Some simple tips for successful photo essays.
1. Don’t rush in. Give yourself time to get to know your subject. Think about its form, its structure, shape, visual density. Think also about it’s purpose, it’s story. What it’s telling you. What you want to say about it.
2. Consider the end. Think about how your final images will look. Their composition and mood. Pick a processing method and bear this in mind while shooting.
3. Be consistent. Make sure your final images will sit well together by using a consistent approach to composing and exposing your images.
4. Maintain order. Think about the order in which you’ll present your images. This will be more important with some essays than with others, but it’s still worth considering. If you have enough images start with an attention grabber, then set the scene, then tell the story. And try and finish with a bang; with something memorable.
5. Size isn’t everything.
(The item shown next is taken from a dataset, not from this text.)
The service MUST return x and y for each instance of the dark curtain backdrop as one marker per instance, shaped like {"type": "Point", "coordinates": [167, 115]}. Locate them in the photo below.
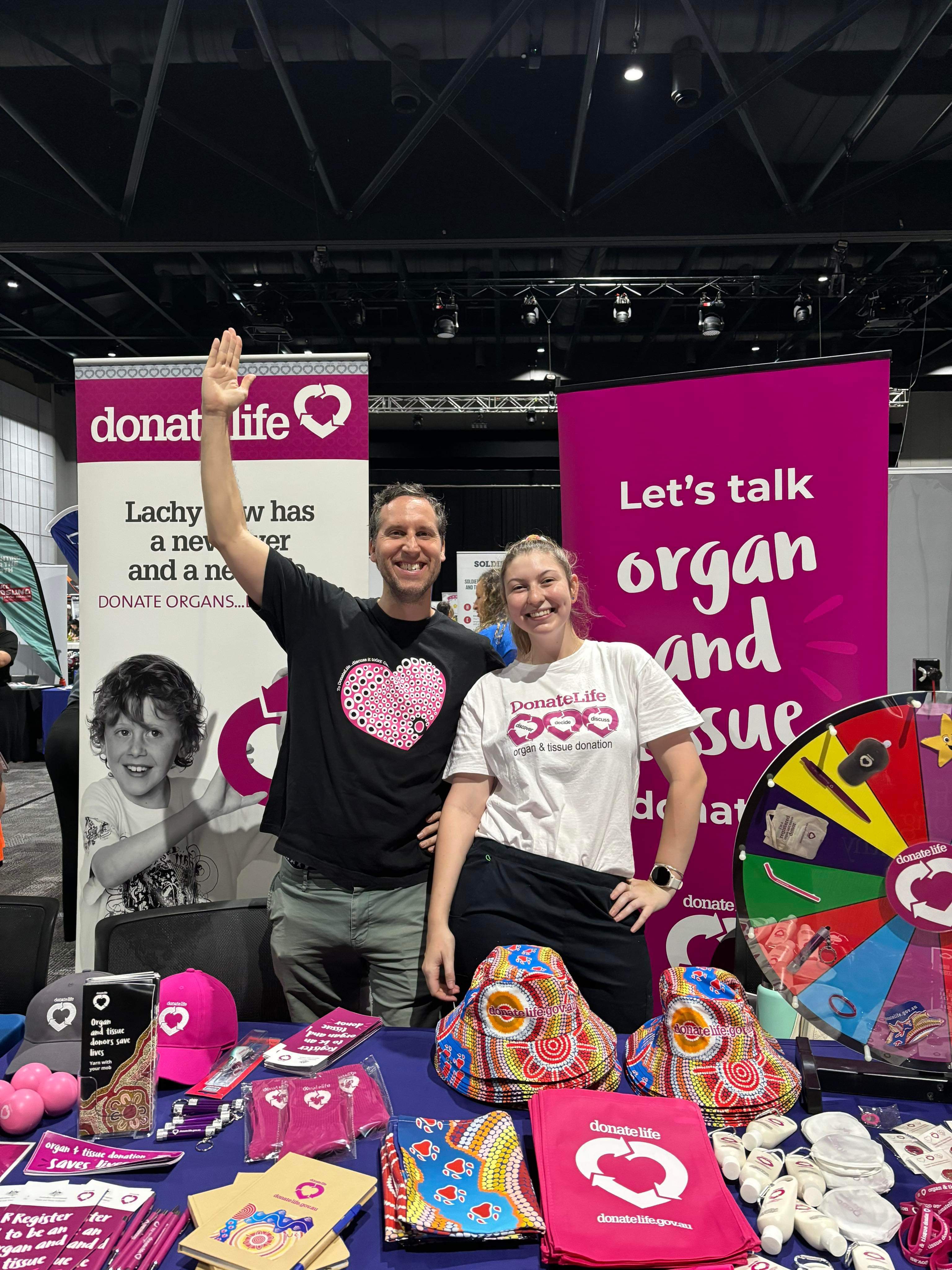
{"type": "Point", "coordinates": [489, 517]}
Photo essays come in many sizes, from magazine articles to hard back novels. A novel may have 25 images or more while an article may only have five.
6. Enjoy the process. The best photographs are taken when the photographer is having fun. Relax and let the creative juices flow.
7. Keep an open mind. Whether you’ve taken half an hour to get to know your subject or spent weeks researching it, remember the creative process is a fluid thing and don’t be afraid to develop your initial ideas as you shoot.